The Economic Eras of Minima will be volatile by nature, but a rewarding time for all involved. Mercury is the first stop in this evolution, a time of free transactions for all. A time of great growth, of new communities, of solid foundations. But good things can’t last forever, increasing traffic leads each of Minima’s blocks to fill to capacity and so The Burn must begin. The advent of The Burn marks the end of Mercury, the free transactions era, and the beginning of Venus, a more volatile period where the ecosystem must learn to adapt to this new fee for getting on-chain. Projects established during Mercury's free and easy times will have gained a huge advantage and continue to grow and mostly dominate the ecosystem. Whilst some failed to adapt and burn out. The Earth era is reached when network participants finally coordinate the use of Minima’s Magic Numbers parameters to increase block space/script space, reducing traffic and The Burn rate to previous levels. Traffic and Magic Number parameter changes will become more closely monitored and coordinated by the community.
Meanwhile, the growth of Omnia (Minima’s Layer 2 solution - an implementation of Lightning’s ELTOO network) and other side chains / state chains will explode, shifting much of the L1 traffic to L2. But Minima’s L1 is unique and will not lose any security, because all layers on Minima must contribute compute power in order to transact. Any traffic on Omnia must also run a Minima Node. When messages are sent over Omnia, a tiny burst of Tx-PoW that secures Minima’s Layer 1 is required. So growth in Minima's L2 traffic continues to secure the L1. So regardless of where traffic concentrates itself, Minima will never run short of PoW.
The Minima protocol’s base layer asset, MINIMA, is a future-proof, commodity money built into a network capable of achieving extreme resilience. Extreme resilience is the holy grail of blockchain, helping a network navigate any and all potential threats related to censorship, takedowns, DDOS and more.
MINIMA’s potential as an embedded, deflationary, store-of-value stems from the extreme levels of decentralization the network achieves at scale. The capacity to reach unprecedented decentralization at scale is augmented by its inherent virality and ease of use. This is Minima’s version of flywheel economics. A decentralization flywheel.
Minima is the easiest blockchain to share and install, a succinct node footpoint, shareable miniDapps and decentralized DappStore allow anyone to build applications that leverage all that the Minima network has to offer.

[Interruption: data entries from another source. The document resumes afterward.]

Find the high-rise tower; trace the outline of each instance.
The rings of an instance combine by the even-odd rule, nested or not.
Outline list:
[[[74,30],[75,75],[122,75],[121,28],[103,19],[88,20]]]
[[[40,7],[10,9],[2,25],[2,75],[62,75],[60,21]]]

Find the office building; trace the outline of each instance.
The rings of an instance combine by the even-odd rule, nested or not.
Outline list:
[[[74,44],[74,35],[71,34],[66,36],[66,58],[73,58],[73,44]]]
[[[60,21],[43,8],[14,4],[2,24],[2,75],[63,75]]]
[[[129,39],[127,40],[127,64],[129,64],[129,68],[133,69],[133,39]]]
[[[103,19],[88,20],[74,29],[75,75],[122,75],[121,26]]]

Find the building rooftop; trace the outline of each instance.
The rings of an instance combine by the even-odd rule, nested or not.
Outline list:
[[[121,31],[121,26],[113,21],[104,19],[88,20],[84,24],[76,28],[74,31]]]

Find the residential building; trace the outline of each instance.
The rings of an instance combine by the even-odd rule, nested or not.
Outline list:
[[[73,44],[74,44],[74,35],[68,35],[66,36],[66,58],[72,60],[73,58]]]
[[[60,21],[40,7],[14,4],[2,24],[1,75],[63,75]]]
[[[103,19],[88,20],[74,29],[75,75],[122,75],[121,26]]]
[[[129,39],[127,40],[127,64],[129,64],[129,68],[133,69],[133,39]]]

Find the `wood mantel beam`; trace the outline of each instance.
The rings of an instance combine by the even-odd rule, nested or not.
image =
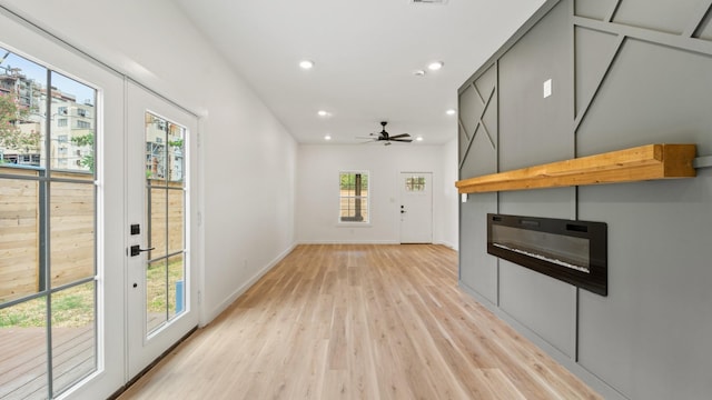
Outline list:
[[[692,178],[695,144],[646,144],[595,156],[463,179],[459,193]]]

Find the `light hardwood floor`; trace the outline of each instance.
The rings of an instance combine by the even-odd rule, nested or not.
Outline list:
[[[600,399],[442,246],[299,246],[120,399]]]

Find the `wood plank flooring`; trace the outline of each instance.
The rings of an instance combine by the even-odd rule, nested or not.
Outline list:
[[[120,399],[600,399],[442,246],[299,246]]]

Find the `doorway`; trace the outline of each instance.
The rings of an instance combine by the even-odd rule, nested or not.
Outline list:
[[[129,82],[129,379],[198,324],[197,118]],[[192,232],[192,233],[191,233]]]
[[[400,243],[433,242],[433,173],[400,172]]]

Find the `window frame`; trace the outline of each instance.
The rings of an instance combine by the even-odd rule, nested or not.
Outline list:
[[[344,174],[362,174],[366,177],[366,181],[367,181],[367,187],[366,187],[366,196],[342,196],[342,177]],[[363,179],[363,178],[362,178]],[[368,170],[339,170],[338,171],[338,183],[337,183],[337,192],[338,192],[338,212],[337,212],[337,224],[339,227],[369,227],[370,222],[372,222],[372,218],[370,218],[370,196],[372,196],[372,183],[373,183],[373,177],[370,176],[370,172]],[[362,200],[362,204],[360,204],[360,210],[362,210],[362,218],[365,216],[365,218],[363,218],[362,220],[357,220],[356,216],[352,217],[354,219],[347,219],[344,220],[343,216],[342,216],[342,201],[344,201],[345,199],[356,199],[358,198],[359,200]],[[365,200],[365,206],[363,204],[363,201]]]

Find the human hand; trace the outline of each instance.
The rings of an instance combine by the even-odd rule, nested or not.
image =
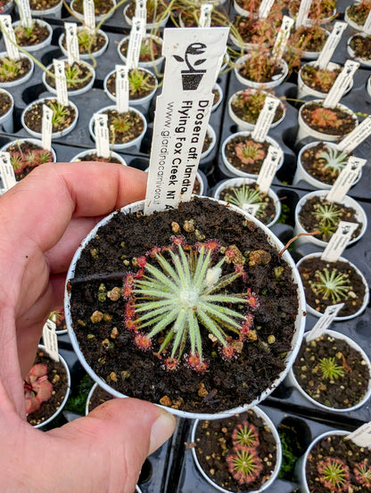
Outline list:
[[[0,471],[7,493],[133,493],[175,419],[112,399],[44,433],[24,420],[22,376],[42,326],[62,306],[81,240],[103,216],[144,198],[146,174],[122,165],[42,165],[0,199]]]

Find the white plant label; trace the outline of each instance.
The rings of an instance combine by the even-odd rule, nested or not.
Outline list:
[[[258,179],[256,180],[257,185],[263,193],[267,193],[269,190],[283,154],[282,149],[275,145],[269,145],[266,159],[261,165]]]
[[[138,67],[144,29],[145,29],[144,21],[138,17],[133,17],[127,53],[127,67],[128,70]]]
[[[340,221],[336,231],[331,236],[331,240],[321,255],[321,260],[337,262],[359,226],[358,223]]]
[[[289,38],[293,25],[293,19],[288,17],[287,15],[284,15],[277,37],[272,50],[272,55],[274,58],[282,58],[284,50],[286,49],[287,39]]]
[[[340,141],[336,149],[350,153],[368,136],[371,136],[371,117],[366,118],[345,138]]]
[[[56,325],[52,320],[46,320],[43,327],[43,342],[45,350],[54,361],[59,361],[58,337],[55,333]]]
[[[66,33],[67,62],[72,65],[74,62],[80,60],[78,39],[78,25],[75,22],[64,22]]]
[[[110,133],[108,130],[108,115],[94,114],[94,133],[95,136],[96,153],[100,158],[110,157]]]
[[[12,26],[12,17],[10,15],[0,15],[0,26],[4,33],[4,41],[8,57],[12,60],[20,60],[20,51],[17,48],[14,29]]]
[[[258,17],[260,19],[267,19],[274,3],[275,0],[262,0],[259,7]]]
[[[0,152],[0,176],[5,192],[17,183],[14,169],[11,163],[10,152]]]
[[[334,108],[336,106],[351,83],[353,75],[359,67],[359,63],[354,60],[345,62],[344,67],[323,102],[324,108]]]
[[[326,200],[330,202],[341,202],[359,175],[362,166],[366,163],[367,160],[350,156],[345,168],[342,170],[331,187]]]
[[[214,5],[212,4],[201,4],[199,28],[210,28],[211,25],[211,12]]]
[[[305,339],[307,342],[310,342],[310,341],[314,341],[315,339],[321,337],[324,332],[331,325],[334,318],[337,316],[343,306],[344,303],[338,303],[337,305],[330,305],[327,307],[322,316],[306,336]]]
[[[306,24],[312,0],[301,0],[298,15],[296,16],[295,29],[298,29],[301,26],[304,26]]]
[[[350,440],[358,447],[369,448],[371,446],[371,422],[365,423],[365,424],[344,437],[344,440]]]
[[[95,29],[95,6],[94,0],[84,0],[83,9],[84,24],[90,32],[93,32]]]
[[[32,28],[33,21],[29,0],[18,0],[17,5],[20,10],[21,26]]]
[[[66,106],[69,102],[67,93],[67,79],[64,71],[64,62],[62,60],[54,59],[53,65],[54,67],[55,75],[55,89],[57,91],[57,100],[60,104]]]
[[[116,110],[119,113],[128,111],[129,83],[126,65],[116,65]]]
[[[327,37],[325,46],[323,47],[322,52],[319,53],[319,56],[315,63],[315,65],[321,70],[327,67],[327,64],[333,56],[336,46],[339,45],[339,41],[341,40],[342,33],[347,26],[348,22],[338,21],[334,23],[334,29]]]
[[[43,148],[46,151],[52,149],[52,133],[53,133],[53,110],[43,104],[43,119],[41,120],[41,141]]]
[[[162,93],[156,100],[144,214],[189,201],[229,28],[164,29]]]
[[[261,110],[254,129],[251,132],[251,138],[257,142],[264,142],[269,131],[269,127],[276,115],[276,110],[279,104],[276,97],[267,96],[264,106]]]

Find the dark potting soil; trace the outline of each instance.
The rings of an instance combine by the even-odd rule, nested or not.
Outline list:
[[[327,361],[324,360],[328,359],[333,359],[339,373],[326,373]],[[329,366],[333,367],[331,361]],[[359,351],[345,341],[326,333],[314,341],[303,339],[293,370],[307,394],[336,409],[350,407],[362,400],[371,378],[368,366]]]
[[[314,119],[315,111],[318,118]],[[306,104],[301,110],[301,117],[314,130],[330,136],[345,136],[354,130],[357,123],[357,119],[351,113],[338,107],[325,108],[317,103]]]
[[[301,164],[305,170],[317,180],[327,185],[334,185],[340,172],[334,168],[326,168],[327,161],[321,157],[322,152],[328,152],[329,149],[331,148],[324,142],[319,142],[317,144],[309,147],[301,154]],[[339,154],[341,152],[336,151],[336,156]],[[348,154],[346,159],[351,155],[351,153]]]
[[[41,127],[43,122],[43,104],[46,104],[46,106],[52,110],[54,106],[59,106],[55,98],[45,99],[32,104],[32,106],[30,106],[24,114],[24,122],[26,126],[39,134],[41,134]],[[67,105],[62,109],[65,111],[65,115],[62,119],[53,124],[53,133],[62,132],[62,130],[68,128],[76,118],[76,111],[72,106]]]
[[[33,21],[32,32],[29,33],[23,26],[14,28],[15,38],[20,46],[34,46],[39,45],[49,36],[46,26]]]
[[[52,74],[54,74],[54,65],[50,65],[48,70]],[[69,77],[69,70],[71,70],[71,75]],[[93,72],[89,67],[84,62],[74,62],[70,65],[67,62],[64,62],[64,72],[67,78],[67,90],[77,91],[82,89],[89,84],[93,78]],[[45,80],[51,87],[55,89],[55,78],[46,73]]]
[[[255,470],[261,468],[257,478],[251,474],[251,481],[248,480],[244,484],[239,484],[233,477],[226,460],[228,456],[235,454],[232,435],[239,424],[243,428],[245,425],[246,430],[251,430],[251,438],[254,440],[254,445],[249,452],[252,452],[256,457]],[[204,472],[212,481],[228,491],[245,493],[259,490],[269,480],[276,464],[275,437],[264,421],[252,410],[226,419],[200,421],[195,433],[195,452]]]
[[[133,77],[143,77],[144,78],[143,85],[140,87],[137,87],[136,84],[130,83],[130,74],[129,74],[129,99],[141,99],[150,94],[156,86],[155,78],[149,72],[137,69],[136,72],[138,76],[135,75],[135,70],[130,70],[130,74],[134,74]],[[107,79],[107,89],[109,92],[116,96],[116,72],[113,72]]]
[[[371,486],[370,464],[369,448],[345,440],[345,435],[325,437],[315,444],[308,456],[305,470],[309,493],[367,493]],[[328,465],[340,471],[341,480],[337,485],[328,478],[326,481],[324,468]]]
[[[326,208],[326,211],[331,210],[333,212],[334,216],[331,220],[328,218],[330,213],[326,215],[325,213],[321,214],[320,218],[316,217],[317,214],[320,214],[321,208]],[[322,240],[323,242],[329,242],[331,240],[340,221],[357,223],[359,225],[351,238],[359,236],[362,229],[362,224],[359,222],[357,211],[352,207],[346,207],[338,202],[330,202],[317,196],[310,197],[305,201],[299,213],[299,219],[307,233],[313,233],[318,230],[319,233],[315,234],[315,238],[318,238],[318,240]]]
[[[247,143],[252,143],[256,145],[260,154],[256,157],[247,157],[243,161],[236,154],[236,146],[240,144],[246,144]],[[228,161],[237,169],[241,169],[244,173],[251,173],[252,175],[259,175],[260,168],[266,159],[268,150],[270,144],[268,141],[257,142],[251,136],[237,136],[232,138],[226,145],[225,152]],[[261,156],[260,156],[261,154]],[[259,157],[258,157],[259,156]]]
[[[43,349],[38,349],[34,365],[37,363],[47,366],[47,378],[53,385],[53,394],[37,411],[27,416],[27,421],[33,426],[44,423],[60,408],[68,390],[68,375],[61,362],[54,361]]]
[[[259,186],[255,183],[245,184],[244,186],[251,191],[259,191]],[[234,190],[240,190],[243,185],[227,186],[220,192],[220,200],[226,202],[230,201],[231,197],[235,197]],[[259,202],[262,202],[262,205],[259,208],[255,218],[261,221],[264,225],[269,224],[276,216],[276,206],[273,199],[271,199],[267,193],[260,192]],[[242,207],[241,206],[238,207]],[[250,205],[247,203],[246,205]]]
[[[194,223],[189,223],[192,220]],[[217,238],[223,247],[235,245],[246,259],[252,259],[255,254],[251,252],[261,250],[271,256],[266,265],[246,263],[246,278],[240,276],[229,285],[234,292],[251,286],[260,302],[254,311],[253,330],[240,348],[239,357],[218,357],[212,337],[200,327],[205,341],[202,357],[209,362],[205,372],[191,369],[183,359],[178,369],[165,370],[161,355],[144,352],[135,345],[133,333],[126,328],[124,320],[126,300],[120,297],[112,302],[102,296],[102,290],[108,292],[121,288],[127,274],[137,270],[135,259],[154,246],[171,245],[174,223],[180,227],[177,234],[182,234],[187,244]],[[215,254],[224,258],[221,252]],[[147,261],[156,263],[151,257]],[[223,274],[224,269],[233,272],[234,267],[225,263]],[[119,213],[98,230],[82,251],[75,279],[70,281],[73,327],[88,365],[116,390],[185,411],[217,413],[251,402],[284,368],[298,312],[297,286],[291,275],[291,268],[260,228],[214,201],[194,197],[177,210],[150,216]],[[91,316],[95,311],[107,315],[93,323]],[[159,341],[161,340],[163,334]],[[153,349],[157,349],[155,341]],[[184,353],[188,351],[186,343]]]
[[[336,269],[336,275],[344,276],[342,284],[350,288],[347,293],[340,296],[339,300],[333,300],[331,296],[324,298],[324,295],[318,293],[317,288],[313,286],[313,283],[317,283],[319,280],[316,273],[317,271],[323,272],[325,268],[330,274]],[[304,286],[307,303],[317,312],[324,313],[326,308],[330,305],[344,303],[337,316],[346,316],[353,315],[362,306],[366,292],[365,284],[363,283],[362,277],[348,262],[341,260],[327,262],[321,260],[319,257],[312,257],[301,262],[298,269]]]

This inherent openness and accessibility will drive the network to extremes of decentralization which fortify it against all kinds of attacks, preserving the integrity of the chain and the longevity of value capture.
Furthermore, as the ONLY blockchain in the world that can run in full as a System-on-Chip (SoC), this will be the first-ever instance of chain-on-chip technology. This will allow the embedding of Minima inside any device or machine. The success of this silicon story will exponentially speed up the widespread adoption of Minima as Enterprises begin embedding blockchain SoC at the production line.